Interviewing to be a Hockey Analyst with the Leafs: Prepared Questions

Ruben Flam-Shepherd
11 min readOct 22, 2018

This is the third of a four-part blog series detailing my experience applying/interviewing to be a Hockey Analyst with the Toronto Maple Leafs. You can find the first part here and the second part here. In this part I go through the questions I was asked to answer in preparation for the in-person interview. I hope this series sheds some light on the process of how interviewing for an analytics position with an NHL team works (or at least how one such process worked).

After the phone interview and subsequent invitation to an in-person interview I received an email outlining three questions that the Leafs’ hiring team asked me to prepare answers for ahead of time:

The answers that follow are a result of the work I did during the two-and-a-half days between receiving the above email and my scheduled interview.

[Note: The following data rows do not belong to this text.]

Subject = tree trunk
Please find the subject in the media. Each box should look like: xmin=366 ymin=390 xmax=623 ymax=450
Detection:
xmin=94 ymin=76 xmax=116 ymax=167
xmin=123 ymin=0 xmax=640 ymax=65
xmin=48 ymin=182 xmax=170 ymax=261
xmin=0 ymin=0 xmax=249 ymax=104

Question 1. What is the closest of these cities to the geographic centre of all of the birthplaces of the Team Europe players from the 2016 World Cup of Hockey: Salzburg, Nuremberg, Zurich, or Prague? Show your work.

To answer this I scrapped player names from the 2016 World Cup of Hockey team rosters as listed on nhl.com using the Python Selenium package. As a side product of having written several hockey scrapers, I had already stored player birthplaces in a local database. I converted these birthplaces and the potential ‘closest cities’ (as provided in the email) to longitudinal and latitudinal coordinates using the geocoder module and the GoogleMaps API.

To get a rough approximation of the geographic center I averaged the longitudinal and latitudinal coordinates for all player birthplaces. However, these coordinates exist on a three-dimensional plane so calculating the true geographic center takes a bit more work. To that end the nvector module was used to average the vectors represented by all of the longitudinal and latitudinal coordinates; the average of these vectors represents the true geographic center. I then used the geopy module to calculate the distances between the potential ‘closest cities’ and the geographic center, identifying the city that was the shortest distance away. Finally, everything was visualized using plotly.

Components of solution. Blue boxes represent the Python module used for a given step.

The city closest to the geographic center of Team Europe’s players birthplaces ended up being Nuremberg, Germany:

Birthplaces of Team Europe players (blue), the geographic center (black) and comparison cities (green). The closest comparison city is Nuremberg, Germany (red).

As I had not hard-coded my solution to be specific to Team Europe, I was able to easily examine equivalent solutions for Team North America, Team Canada, and Team USA, which I also included:

Birthplaces of Team North America players (blue), the geographic center (black) and comparison cities (green). The closest comparison city is Kansas City, USA (red).
Birthplaces of Team Canada players (blue), the geographic center (black) and comparison cities (green). The closest comparison city is Montreal, Canada (red).
Birthplaces of Team USA players (blue), the geographic center (black) and comparison cities (green). The closest comparison city is Hamilton, Canada (red).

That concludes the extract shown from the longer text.